Vio entonces a una chica apoyada en un árbol. Tenía las piernas largas y los brazos enlazados a la espalda. Sus miradas se cruzaron un instante quizá demasiado largo. Miguel no acertó a retirar la suya a tiempo, lo que hizo que la chica se sintiera aludida. Se separó con cierta desgana del árbol y fue hacia el coche. Se detuvo junto a la puerta de Miguel, una mano apoyada en el parabrisas. Miguel bajó la ventanilla y la chica se agachó para mirarle. Era muy joven y tenía los ojos negros.

–Déjame adivinar lo que necesitas –le dijo ella–, una mamadita para empezar bien el día.

Miguel pensó en la psiquiatra y en lo mucho que había insistido para que tomase el antidepresivo. Pensó que aquella prostituta, a su manera, parecía también preocupada por poner solución a su estado de ánimo. Como tardaba en contestar, la chica apoyó los codos en la ventanilla abierta.

–Necesito que te apartes –reaccionó Miguel–. He de ir a trabajar y tengo que salir del coche.
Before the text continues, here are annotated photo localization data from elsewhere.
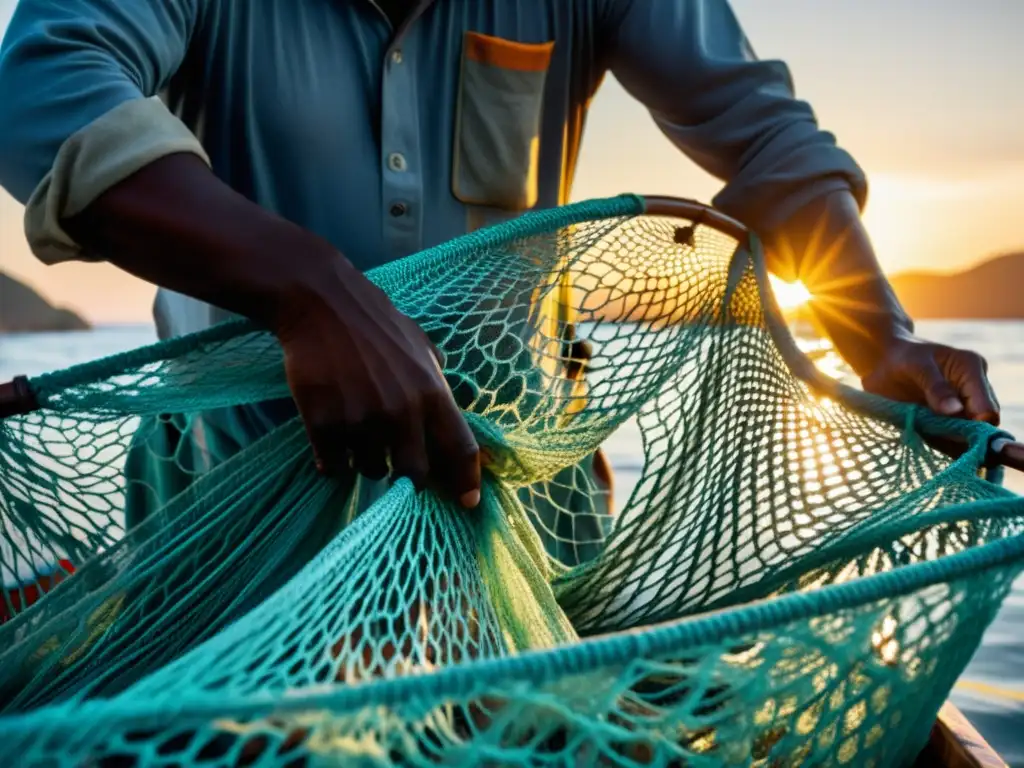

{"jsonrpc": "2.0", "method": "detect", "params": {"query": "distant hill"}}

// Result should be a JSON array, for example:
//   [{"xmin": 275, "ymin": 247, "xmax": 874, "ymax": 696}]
[
  {"xmin": 889, "ymin": 251, "xmax": 1024, "ymax": 319},
  {"xmin": 0, "ymin": 271, "xmax": 90, "ymax": 332}
]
La chica juntó un poco los hombros para que se abombara el escote de su blusa. Tenía unos pechos pequeños acabados en punta, los pezones gruesos y rosados. Miguel no pudo evitar mirárselos. Notó que el corazón se le aceleraba.

–¿En qué trabajas? –preguntó ella.

–En un restaurante –contestó Miguel sintiéndose insoportablemente dócil–. Aquí mismo. –Y señaló la persiana bajada de su local.

A la chica se le iluminó la mirada.

–Entonces podrás invitarme un bocadillo –dijo–. Tengo tanta hambre que me ronronean las tripas.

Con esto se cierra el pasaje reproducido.